Elle a beau montrer les deux côtés de la médaille, Léa Pool a réalisé un film engagé. Sa démarche n'est pas dénuée d'indignation. On serait indigné à moins. Son film ne saurait en revanche être taxé de mauvaise foi, comme le sont certains documentaires de Michael Moore.

C'est un film qui dénonce l'opportunisme et l'hypocrisie d'entreprises qui profitent de la lutte contre le cancer du sein pour mieux se mettre en valeur. Et qui fait état de recherches troublantes sur des multinationales qui investissent à la fois dans la recherche contre le cancer... et dans des produits réputés cancérigènes, comme les hormones de croissance bovines. On trouve même du formaldéhyde, du pétrole et du plomb dans certains produits cosmétiques de sociétés associées à la lutte contre le cancer du sein.
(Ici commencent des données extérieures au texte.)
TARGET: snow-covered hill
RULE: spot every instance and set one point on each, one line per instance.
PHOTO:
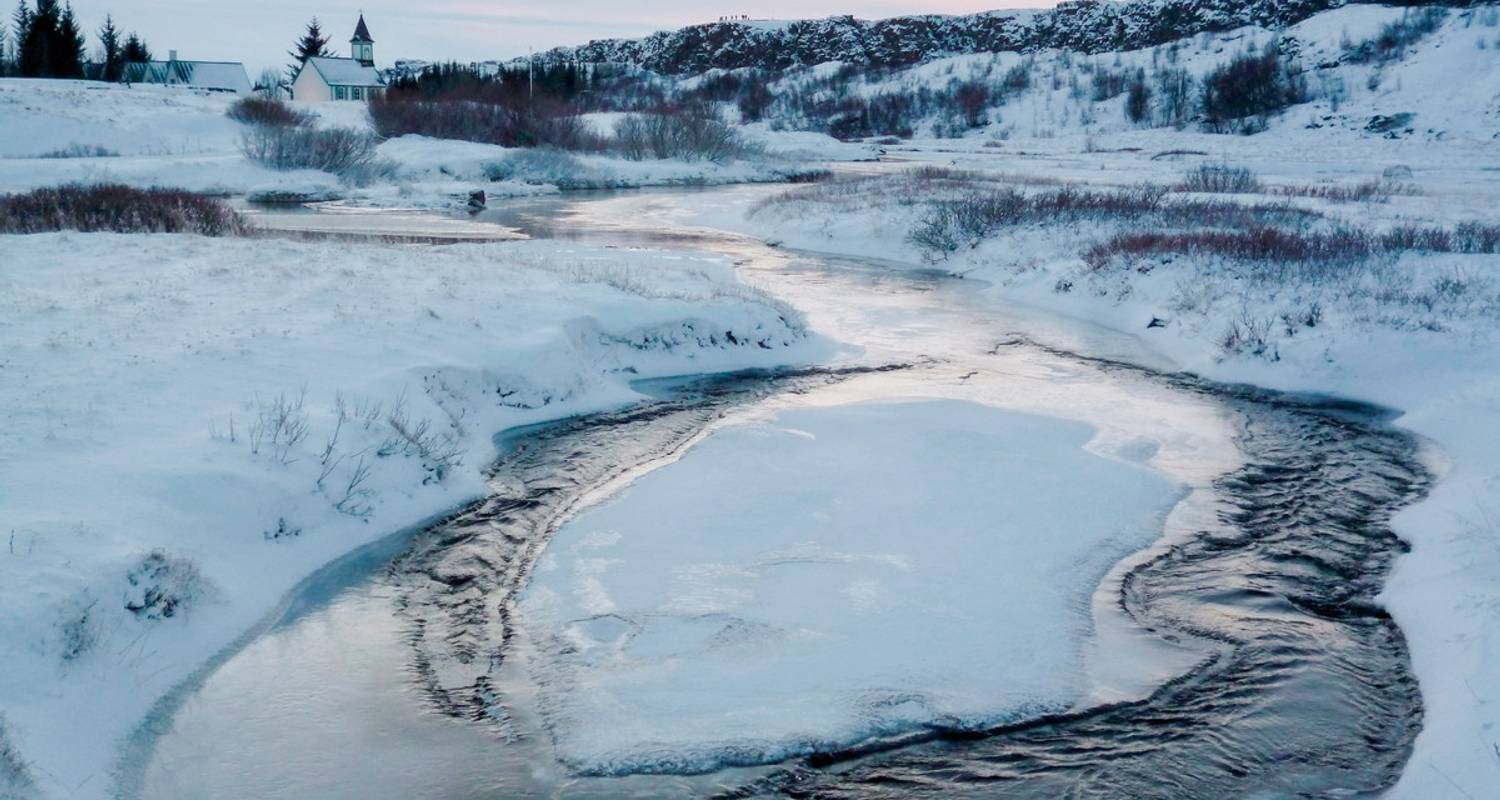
(1088, 26)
«Si au moins il s'agissait d'un complot, on pourrait le mettre à jour. Ce n'est pas le cas. Les affaires sont les affaires. C'est tout», dit une militante. «C'est comme si notre maladie servait à faire faire des profits aux autres», regrette l'une des membres de la IV League, groupe de soutien aux malades en phase terminale du cancer du sein.

Déjà attendu dans plus d'une trentaine de salles canadiennes - «le nombre de salles augmente d'heure en heure», selon la porte-parole de l'ONF, Nadine Viau -, L'industrie du ruban rose risque fort, comme le souhaite la cinéaste, de susciter un débat de société. D'autant plus que Laureen Harper, femme du premier ministre canadien, s'est récemment associée à la campagne contre le cancer menée par Estée Lauder. On ne peut être contre la vertu et les bonnes intentions. Mais on ne doit pas cesser de poser des questions pour autant.